Tout ceci est voulu et calculé, car dans cet album, rien n’est laissé au hasard. En l’intitulant Le décalage le dessinateur fait encore le choix de l’absurde, en présentant sur la première de couverture, la page 7 (remarque au passage, cette fois les planches ne sont pas numérotées). On pourrait donc dire qu’on n’est pas au début de l’histoire. Mais la lecture de l’album montre que celui-ci est néanmoins prévu pour être lu normalement. Au final, le lecteur comprendra, abasourdi, qu’il est également tout à fait envisageable de lire cette BD en suivant la pagination normale.


A vrai dire, JC occupe une position particulière dans cet album, puisqu’il est en décalage avec l’action, centrée sur les recherches de son voisin Hilarion Ozéclat surpris de ne pas le trouver dans son appartement minuscule. Hilarion sait que JC rêve très fort et qu’il a un colocataire qui occupe un des rares espaces disponibles pour dormir debout ( ! ) C’est l’histoire présentée ici qui est à dormir debout. Hilarion Ozéclat et les frères Dalenvert à la recherche de JC débouchent sur un grand vide qui n’est autre que le rien. Un pied de nez à ceux qui affirment que toutes les histoires ont été racontées. Marc-Antoine Mathieu reconnaît que l’existence est absurde. Il en joue avec une grande logique, celle des mots. Le rien ? Il est vide. Quelque chose qu’on devrait pouvoir occuper facilement, avec un rien... Mathieu se montre provocateur, car il multiplie les bons mots à partir de cette situation. Certes, tout cela se tient parfaitement (et de façon vertigineuse, comme d’habitude), mais à force de présenter des personnages qui cherchent désespérément quelque chose à quoi se raccrocher pour s’occuper (comme dans la vie), Marc-Antoine Mathieu donne alors la regrettable impression de se moquer de son lecteur (cases noires, personnages qui ironisent sur le fait qu’il ne se passe strictement rien dans quelque chose qui ressemble à un vide intersidéral). Des prouesses techniques et intellectuelles soulignées par un flot de bons mots, mais des moments de flottement qui sonnent (volontairement) un peu creux.
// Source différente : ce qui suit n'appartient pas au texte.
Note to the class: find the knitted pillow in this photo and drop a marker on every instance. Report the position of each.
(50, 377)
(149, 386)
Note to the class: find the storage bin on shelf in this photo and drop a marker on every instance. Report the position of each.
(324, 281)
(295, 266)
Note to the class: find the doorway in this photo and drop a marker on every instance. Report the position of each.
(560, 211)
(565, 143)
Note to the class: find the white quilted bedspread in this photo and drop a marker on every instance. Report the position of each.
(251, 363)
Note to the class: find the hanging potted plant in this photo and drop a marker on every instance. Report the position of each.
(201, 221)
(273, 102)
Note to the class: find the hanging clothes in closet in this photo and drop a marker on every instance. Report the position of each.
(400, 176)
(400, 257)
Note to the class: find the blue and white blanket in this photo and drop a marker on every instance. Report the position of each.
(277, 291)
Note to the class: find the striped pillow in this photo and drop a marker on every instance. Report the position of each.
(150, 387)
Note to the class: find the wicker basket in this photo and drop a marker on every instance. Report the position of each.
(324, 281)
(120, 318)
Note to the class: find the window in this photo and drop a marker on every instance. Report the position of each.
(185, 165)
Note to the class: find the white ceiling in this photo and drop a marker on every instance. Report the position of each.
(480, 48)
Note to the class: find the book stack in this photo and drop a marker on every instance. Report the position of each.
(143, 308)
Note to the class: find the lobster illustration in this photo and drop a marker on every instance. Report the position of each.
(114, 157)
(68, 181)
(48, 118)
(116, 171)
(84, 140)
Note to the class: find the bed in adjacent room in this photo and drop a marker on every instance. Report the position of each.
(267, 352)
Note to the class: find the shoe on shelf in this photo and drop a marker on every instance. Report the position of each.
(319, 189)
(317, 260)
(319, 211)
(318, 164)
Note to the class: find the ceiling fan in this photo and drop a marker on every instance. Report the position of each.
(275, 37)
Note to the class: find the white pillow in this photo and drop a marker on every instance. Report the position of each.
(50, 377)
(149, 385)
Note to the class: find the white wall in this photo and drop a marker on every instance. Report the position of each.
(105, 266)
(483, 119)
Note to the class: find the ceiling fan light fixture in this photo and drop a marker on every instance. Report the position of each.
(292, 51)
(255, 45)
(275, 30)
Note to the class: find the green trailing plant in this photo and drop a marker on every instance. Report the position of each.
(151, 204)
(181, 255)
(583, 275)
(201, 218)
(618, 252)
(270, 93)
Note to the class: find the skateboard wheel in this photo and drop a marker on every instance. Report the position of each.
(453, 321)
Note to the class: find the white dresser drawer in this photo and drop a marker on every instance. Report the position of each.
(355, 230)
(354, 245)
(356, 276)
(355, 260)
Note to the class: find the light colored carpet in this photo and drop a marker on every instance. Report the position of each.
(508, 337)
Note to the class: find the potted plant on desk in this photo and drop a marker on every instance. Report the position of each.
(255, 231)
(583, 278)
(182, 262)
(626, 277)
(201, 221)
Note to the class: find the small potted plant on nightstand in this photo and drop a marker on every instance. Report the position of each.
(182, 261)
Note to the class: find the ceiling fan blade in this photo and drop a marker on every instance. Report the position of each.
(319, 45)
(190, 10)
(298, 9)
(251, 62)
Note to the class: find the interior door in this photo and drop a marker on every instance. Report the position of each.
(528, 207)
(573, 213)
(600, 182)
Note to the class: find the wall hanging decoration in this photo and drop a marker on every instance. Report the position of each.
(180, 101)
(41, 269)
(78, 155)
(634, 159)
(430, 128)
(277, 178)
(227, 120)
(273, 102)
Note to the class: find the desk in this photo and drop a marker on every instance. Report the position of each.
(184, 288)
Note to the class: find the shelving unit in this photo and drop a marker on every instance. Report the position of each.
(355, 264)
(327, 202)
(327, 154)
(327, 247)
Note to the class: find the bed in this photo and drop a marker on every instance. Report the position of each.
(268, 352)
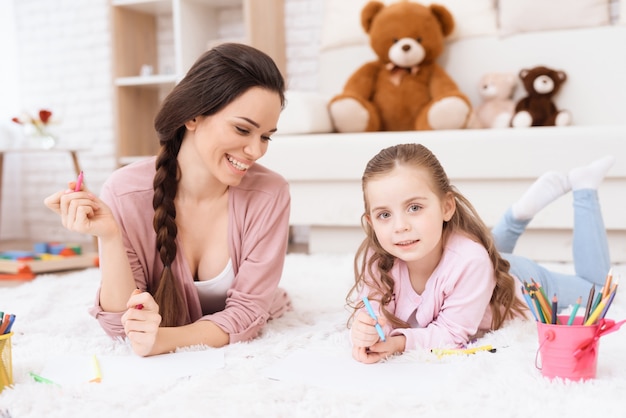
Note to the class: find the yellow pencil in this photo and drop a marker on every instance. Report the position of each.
(96, 369)
(450, 351)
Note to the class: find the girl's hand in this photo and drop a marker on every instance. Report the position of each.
(363, 332)
(82, 212)
(141, 322)
(380, 351)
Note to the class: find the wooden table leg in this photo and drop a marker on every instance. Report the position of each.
(77, 170)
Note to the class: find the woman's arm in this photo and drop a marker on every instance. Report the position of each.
(85, 213)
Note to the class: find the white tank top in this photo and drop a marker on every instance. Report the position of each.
(212, 293)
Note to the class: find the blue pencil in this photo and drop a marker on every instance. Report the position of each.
(529, 302)
(371, 312)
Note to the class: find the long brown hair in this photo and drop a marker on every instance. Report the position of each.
(373, 261)
(218, 77)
Intellectuellement, il y a de quoi être ébloui par l’audace des partis-pris, mais une fois l’album refermé, force est de constater qu’il n’y avait pas grand-chose à se mettre sous la dent en termes d’histoire.


De grands moments en termes de narration façon neuvième art. D’abord, le dessinateur s’amuse à nouveau avec cette notion de temps qui passe. JC est en décalage temporel, car il s’est installé sur un lit lui valant de dépasser le mur du temps. Résultat, le voilà simple spectateur de ce qui le concerne. D’ailleurs, cette fois, les personnages qu’il observe ont conscience d’être des personnages. Mieux, ils se demandent quelles vont bien pouvoir être les prochaines péripéties, comme s’ils étaient eux-mêmes des spectateurs. Occasion pour l’auteur de rappeler son obsession pour la position du dessinateur par rapport à ses personnages. Et comme il a sa vue d’ensemble avant de s’atteler au travail, il remet JC dans le bon tempo par une astuce scénaristique totalement inédite (rassurez-vous, l’exemplaire que vous trouverez n’a pas été vandalisé) et il laisse entendre que ce sont les personnages eux-mêmes qui ont arraché plusieurs pages !


Le récit est alors « recalé » et ceux qui le cherchaient tombent sur JC. Ce qui n’empêche par l’auteur d’aller au bout de son choix narratif en intégrant les allées et venues de ses personnages là où les pages de garde de l’album se retrouvent. Et comme Marc-Antoine Mathieu a de la suite dans les idées, il réussit donc à montrer comment JC est alors propulsé dans une nouvelle péripétie qui l’amène dans un autre rêve, celui dont on a eu un aperçu sur la première de couverture. L’album n’a donc pas vraiment de fin, il peut se lire en boucle.


Intellectuellement, Marc-Antoine Mathieu est toujours au top (ses références : Winsor McKay, Fred, Moebius, Francis Masse, Boris Vian, Mikhaïl Boulgakov et Chawki Abdelamir). Parmi les détails subtils à observer, si les planches ne sont pas numérotées, les numéros de pages subissent un décalage comme si un défaut d’imprimerie (inclinaison de plus en plus accentuée) apparaissait à partir du numéro 51. Il faut attendre un début de chapitre intitulé « La casse » (comme les casiers contenant les caractères métalliques dans les anciennes imprimeries), pour que tout (apparemment) rentre dans l’ordre, avec la page portant le numéro 2.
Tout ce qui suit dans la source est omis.